Klik untuk info lebih lanjut atau untuk memesan

"Bumi yang Tidak Dapat Dihuni: Kehidupan Setelah Pemanasan"

oleh David Wallace-Wells

Dalam buku ini, David Wallace-Wells memberikan peringatan keras tentang dampak buruk perubahan iklim dan kebutuhan mendesak untuk mengatasi krisis global ini. Buku ini mengacu pada penelitian ilmiah dan contoh dunia nyata untuk memberikan pandangan serius tentang masa depan yang kita hadapi jika kita gagal mengambil tindakan.

Klik untuk info lebih lanjut atau untuk memesan

"Kehidupan Tersembunyi Pohon: Apa yang Mereka Rasakan, Bagaimana Mereka Berkomunikasi? Penemuan dari Dunia Rahasia"

oleh Peter Wohlleben

Dalam buku ini, Peter Wohlleben menjelajahi dunia pohon yang menakjubkan dan perannya dalam ekosistem. Buku ini mengacu pada penelitian ilmiah dan pengalaman Wohlleben sendiri sebagai rimbawan untuk menawarkan wawasan tentang cara kompleks pohon berinteraksi satu sama lain dan alam.

Klik untuk info lebih lanjut atau untuk memesan

"Rumah Kami Terbakar: Adegan Keluarga dan Planet dalam Krisis"

oleh Greta Thunberg, Svante Thunberg, dan Malena Ernman

Dalam buku ini, aktivis iklim Greta Thunberg dan keluarganya memberikan kisah pribadi tentang perjalanan mereka untuk meningkatkan kesadaran tentang kebutuhan mendesak untuk mengatasi perubahan iklim. Buku ini memberikan kisah yang kuat dan mengharukan tentang tantangan yang kita hadapi dan perlunya tindakan.

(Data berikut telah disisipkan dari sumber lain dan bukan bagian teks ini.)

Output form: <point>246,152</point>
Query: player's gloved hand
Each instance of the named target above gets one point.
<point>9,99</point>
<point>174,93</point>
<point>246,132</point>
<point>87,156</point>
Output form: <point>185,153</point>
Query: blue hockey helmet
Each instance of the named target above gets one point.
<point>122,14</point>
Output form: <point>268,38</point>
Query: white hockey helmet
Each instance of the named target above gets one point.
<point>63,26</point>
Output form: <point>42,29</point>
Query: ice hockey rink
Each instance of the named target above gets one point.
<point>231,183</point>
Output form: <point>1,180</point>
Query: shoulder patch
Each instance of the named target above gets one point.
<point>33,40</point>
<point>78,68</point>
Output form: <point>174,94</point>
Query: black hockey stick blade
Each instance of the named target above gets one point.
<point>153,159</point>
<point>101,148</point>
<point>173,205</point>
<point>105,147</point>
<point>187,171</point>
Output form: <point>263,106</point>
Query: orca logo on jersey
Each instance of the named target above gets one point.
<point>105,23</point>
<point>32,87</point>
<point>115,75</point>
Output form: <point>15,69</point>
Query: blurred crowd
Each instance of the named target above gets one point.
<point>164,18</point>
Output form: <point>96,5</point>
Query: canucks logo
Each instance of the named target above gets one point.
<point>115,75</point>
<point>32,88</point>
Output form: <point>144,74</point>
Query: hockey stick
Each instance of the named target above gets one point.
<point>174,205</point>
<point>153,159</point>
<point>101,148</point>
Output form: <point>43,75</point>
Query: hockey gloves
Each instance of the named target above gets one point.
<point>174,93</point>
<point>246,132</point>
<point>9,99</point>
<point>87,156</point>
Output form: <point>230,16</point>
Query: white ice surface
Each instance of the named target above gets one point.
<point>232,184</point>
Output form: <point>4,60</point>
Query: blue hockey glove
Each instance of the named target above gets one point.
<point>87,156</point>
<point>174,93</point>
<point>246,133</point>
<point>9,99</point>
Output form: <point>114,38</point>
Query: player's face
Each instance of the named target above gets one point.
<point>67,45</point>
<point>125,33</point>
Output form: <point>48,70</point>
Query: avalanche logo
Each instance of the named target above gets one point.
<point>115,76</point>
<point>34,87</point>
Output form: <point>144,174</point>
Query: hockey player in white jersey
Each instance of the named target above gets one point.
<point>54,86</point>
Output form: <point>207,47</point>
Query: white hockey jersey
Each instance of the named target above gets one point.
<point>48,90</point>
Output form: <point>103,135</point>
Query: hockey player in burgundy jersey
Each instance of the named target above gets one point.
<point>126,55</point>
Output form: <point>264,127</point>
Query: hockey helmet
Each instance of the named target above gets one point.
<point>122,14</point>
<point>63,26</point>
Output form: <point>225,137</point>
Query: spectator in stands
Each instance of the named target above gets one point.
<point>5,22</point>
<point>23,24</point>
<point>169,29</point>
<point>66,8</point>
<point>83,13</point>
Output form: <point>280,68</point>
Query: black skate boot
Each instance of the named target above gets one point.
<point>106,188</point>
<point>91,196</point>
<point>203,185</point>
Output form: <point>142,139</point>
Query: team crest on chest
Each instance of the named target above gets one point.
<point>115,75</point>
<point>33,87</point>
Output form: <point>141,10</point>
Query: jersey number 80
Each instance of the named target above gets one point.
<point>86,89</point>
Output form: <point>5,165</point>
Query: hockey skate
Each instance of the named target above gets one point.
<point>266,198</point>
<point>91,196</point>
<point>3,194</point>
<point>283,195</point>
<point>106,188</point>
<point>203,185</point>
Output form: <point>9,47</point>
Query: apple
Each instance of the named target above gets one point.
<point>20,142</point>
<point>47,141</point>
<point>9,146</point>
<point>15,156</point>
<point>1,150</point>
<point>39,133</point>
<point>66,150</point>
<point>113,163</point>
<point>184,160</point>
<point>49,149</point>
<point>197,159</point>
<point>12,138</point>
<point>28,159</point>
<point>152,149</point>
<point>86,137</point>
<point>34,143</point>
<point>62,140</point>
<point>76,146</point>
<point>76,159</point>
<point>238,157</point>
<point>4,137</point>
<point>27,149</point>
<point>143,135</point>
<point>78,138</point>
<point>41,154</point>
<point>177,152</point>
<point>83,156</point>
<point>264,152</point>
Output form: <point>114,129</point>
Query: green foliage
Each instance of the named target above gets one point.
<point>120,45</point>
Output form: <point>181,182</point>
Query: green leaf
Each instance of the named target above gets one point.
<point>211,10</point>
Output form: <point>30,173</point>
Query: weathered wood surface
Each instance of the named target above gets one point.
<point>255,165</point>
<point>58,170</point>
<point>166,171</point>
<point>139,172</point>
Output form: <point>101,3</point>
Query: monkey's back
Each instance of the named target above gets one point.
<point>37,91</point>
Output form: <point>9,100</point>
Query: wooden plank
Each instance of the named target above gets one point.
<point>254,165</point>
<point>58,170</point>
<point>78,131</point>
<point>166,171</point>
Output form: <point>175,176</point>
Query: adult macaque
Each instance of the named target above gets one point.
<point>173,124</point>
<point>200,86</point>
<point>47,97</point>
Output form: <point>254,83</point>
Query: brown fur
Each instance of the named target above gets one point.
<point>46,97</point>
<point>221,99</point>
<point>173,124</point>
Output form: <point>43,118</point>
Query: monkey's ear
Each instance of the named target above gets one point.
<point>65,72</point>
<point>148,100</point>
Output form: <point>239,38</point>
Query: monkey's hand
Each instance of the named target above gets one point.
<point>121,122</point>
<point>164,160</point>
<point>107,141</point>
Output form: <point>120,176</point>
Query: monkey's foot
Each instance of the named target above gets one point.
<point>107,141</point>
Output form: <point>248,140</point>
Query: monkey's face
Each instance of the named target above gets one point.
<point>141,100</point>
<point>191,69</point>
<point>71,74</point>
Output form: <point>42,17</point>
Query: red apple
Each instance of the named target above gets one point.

Klik untuk info lebih lanjut atau untuk memesan

"Kepunahan Keenam: Sejarah yang Tidak Wajar"

oleh Elizabeth Kolbert

Dalam buku ini, Elizabeth Kolbert mengeksplorasi kepunahan massal spesies yang sedang berlangsung yang disebabkan oleh aktivitas manusia, dengan memanfaatkan penelitian ilmiah dan contoh dunia nyata untuk memberikan gambaran serius tentang dampak aktivitas manusia terhadap alam. Buku ini menawarkan ajakan bertindak yang menarik untuk melindungi keragaman kehidupan di Bumi.